In the primary analysis period of 180 days, the composite endpoint of VTE or VTE-related death occurred in 5.95% of the rivaroxaban-treated group and 8.79% of the placebo group (hazard ratio, 0.66; 95% confidence interval, 0.40-1.09; P = .101). However, a total of 177 patients (43.7%) stopped rivaroxaban earlier than 180 days, and likewise, 203 patients (50.2%) stopped placebo early.

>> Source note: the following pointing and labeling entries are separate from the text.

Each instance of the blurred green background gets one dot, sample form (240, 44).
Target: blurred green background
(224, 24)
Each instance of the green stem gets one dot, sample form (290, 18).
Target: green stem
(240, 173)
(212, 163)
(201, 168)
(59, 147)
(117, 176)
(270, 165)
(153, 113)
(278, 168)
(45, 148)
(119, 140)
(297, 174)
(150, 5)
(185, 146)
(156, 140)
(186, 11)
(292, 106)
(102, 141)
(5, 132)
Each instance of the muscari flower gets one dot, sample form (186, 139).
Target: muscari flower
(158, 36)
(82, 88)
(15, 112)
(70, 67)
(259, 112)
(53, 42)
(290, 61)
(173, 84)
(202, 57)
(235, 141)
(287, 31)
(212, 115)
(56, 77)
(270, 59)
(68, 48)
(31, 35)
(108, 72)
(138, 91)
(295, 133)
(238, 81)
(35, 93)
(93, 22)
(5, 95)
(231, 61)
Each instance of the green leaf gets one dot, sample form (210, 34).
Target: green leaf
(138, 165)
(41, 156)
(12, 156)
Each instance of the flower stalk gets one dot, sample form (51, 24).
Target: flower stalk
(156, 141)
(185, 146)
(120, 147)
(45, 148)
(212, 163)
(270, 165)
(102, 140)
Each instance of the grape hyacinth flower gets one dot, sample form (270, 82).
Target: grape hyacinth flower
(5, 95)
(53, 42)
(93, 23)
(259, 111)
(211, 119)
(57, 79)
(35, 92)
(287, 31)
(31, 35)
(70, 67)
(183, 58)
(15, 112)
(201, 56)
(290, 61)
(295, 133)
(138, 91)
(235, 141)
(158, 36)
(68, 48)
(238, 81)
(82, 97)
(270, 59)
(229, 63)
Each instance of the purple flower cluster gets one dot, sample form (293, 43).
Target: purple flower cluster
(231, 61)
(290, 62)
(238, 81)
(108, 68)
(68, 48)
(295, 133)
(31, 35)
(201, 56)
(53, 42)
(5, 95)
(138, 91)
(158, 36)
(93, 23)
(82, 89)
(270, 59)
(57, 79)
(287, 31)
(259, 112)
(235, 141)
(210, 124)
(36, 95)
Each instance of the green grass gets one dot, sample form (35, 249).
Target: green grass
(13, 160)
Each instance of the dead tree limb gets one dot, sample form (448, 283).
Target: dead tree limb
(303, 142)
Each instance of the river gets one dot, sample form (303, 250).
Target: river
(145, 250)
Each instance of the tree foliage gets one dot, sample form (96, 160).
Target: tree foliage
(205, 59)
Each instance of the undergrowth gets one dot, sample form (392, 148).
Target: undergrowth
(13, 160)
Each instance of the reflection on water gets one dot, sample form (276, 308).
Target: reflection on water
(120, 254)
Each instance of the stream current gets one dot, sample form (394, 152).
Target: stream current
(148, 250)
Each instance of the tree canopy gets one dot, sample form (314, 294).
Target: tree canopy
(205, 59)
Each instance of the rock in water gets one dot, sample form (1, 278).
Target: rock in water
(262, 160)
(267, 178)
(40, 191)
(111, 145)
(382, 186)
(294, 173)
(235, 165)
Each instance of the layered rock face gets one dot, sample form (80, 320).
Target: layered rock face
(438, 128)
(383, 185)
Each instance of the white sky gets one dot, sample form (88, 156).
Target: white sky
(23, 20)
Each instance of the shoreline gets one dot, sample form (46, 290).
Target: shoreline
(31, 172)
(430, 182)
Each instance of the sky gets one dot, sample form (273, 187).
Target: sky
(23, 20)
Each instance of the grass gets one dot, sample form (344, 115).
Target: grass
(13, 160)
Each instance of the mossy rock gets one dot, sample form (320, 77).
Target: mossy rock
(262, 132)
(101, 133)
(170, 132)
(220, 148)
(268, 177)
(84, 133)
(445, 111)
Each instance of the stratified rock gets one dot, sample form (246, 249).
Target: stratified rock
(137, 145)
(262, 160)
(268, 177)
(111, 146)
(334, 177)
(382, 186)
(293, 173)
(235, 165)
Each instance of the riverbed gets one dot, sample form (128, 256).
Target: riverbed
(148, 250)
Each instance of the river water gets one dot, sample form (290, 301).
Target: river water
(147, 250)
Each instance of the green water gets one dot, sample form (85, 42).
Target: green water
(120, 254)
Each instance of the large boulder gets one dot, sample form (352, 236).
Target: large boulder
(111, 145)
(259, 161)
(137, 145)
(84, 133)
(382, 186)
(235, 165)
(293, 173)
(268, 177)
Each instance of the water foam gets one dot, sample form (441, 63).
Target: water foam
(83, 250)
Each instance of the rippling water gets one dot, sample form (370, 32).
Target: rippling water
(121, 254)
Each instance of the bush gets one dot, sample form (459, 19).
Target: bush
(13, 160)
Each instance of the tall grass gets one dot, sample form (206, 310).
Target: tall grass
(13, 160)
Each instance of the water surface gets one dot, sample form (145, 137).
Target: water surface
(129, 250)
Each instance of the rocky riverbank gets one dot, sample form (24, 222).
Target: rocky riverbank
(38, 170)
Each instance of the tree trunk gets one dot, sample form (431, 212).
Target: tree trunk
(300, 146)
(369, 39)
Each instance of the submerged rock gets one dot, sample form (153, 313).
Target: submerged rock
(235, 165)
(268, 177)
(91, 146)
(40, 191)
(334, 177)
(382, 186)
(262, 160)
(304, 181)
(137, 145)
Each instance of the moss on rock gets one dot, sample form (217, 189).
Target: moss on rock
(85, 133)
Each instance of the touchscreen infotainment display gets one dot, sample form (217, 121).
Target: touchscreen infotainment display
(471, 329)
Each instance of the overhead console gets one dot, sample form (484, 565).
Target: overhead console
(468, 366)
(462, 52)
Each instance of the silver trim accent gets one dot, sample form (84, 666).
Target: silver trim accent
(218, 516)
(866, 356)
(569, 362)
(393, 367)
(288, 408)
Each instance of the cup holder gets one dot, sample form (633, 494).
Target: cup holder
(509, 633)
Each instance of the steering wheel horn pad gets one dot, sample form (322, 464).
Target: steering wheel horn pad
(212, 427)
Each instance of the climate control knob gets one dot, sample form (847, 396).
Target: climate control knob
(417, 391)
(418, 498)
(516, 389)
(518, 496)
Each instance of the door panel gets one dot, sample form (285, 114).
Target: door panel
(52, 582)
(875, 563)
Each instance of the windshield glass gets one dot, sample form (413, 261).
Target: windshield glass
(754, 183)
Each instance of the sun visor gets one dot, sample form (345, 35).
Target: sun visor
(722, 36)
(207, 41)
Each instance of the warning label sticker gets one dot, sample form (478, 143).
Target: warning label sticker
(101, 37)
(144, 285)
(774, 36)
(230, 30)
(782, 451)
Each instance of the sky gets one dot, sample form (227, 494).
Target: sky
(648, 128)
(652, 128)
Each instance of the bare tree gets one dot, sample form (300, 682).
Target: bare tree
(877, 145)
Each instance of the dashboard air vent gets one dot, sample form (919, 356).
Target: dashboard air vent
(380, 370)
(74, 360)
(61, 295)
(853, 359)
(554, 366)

In a prespecified secondary analysis looking just at the period of time when patients were actually taking rivaroxaban or placebo, rivaroxaban did significantly reduce risk of VTE or VTE-related death, Dr. Khorana said. The composite endpoint occurred in 2.62% of the rivaroxaban patients and 6.41% of placebo patients in that on-treatment analysis (HR, 0.40; 95% CI, 0.20-0.80; P = .007).

Rates of major bleeding and clinically relevant nonmajor bleeding were not significantly different between groups, according to results of a safety analysis. Major bleeding occurred in eight rivaroxaban patients and four placebo patients, or 1.98% and 0.99%, respectively (P = .265).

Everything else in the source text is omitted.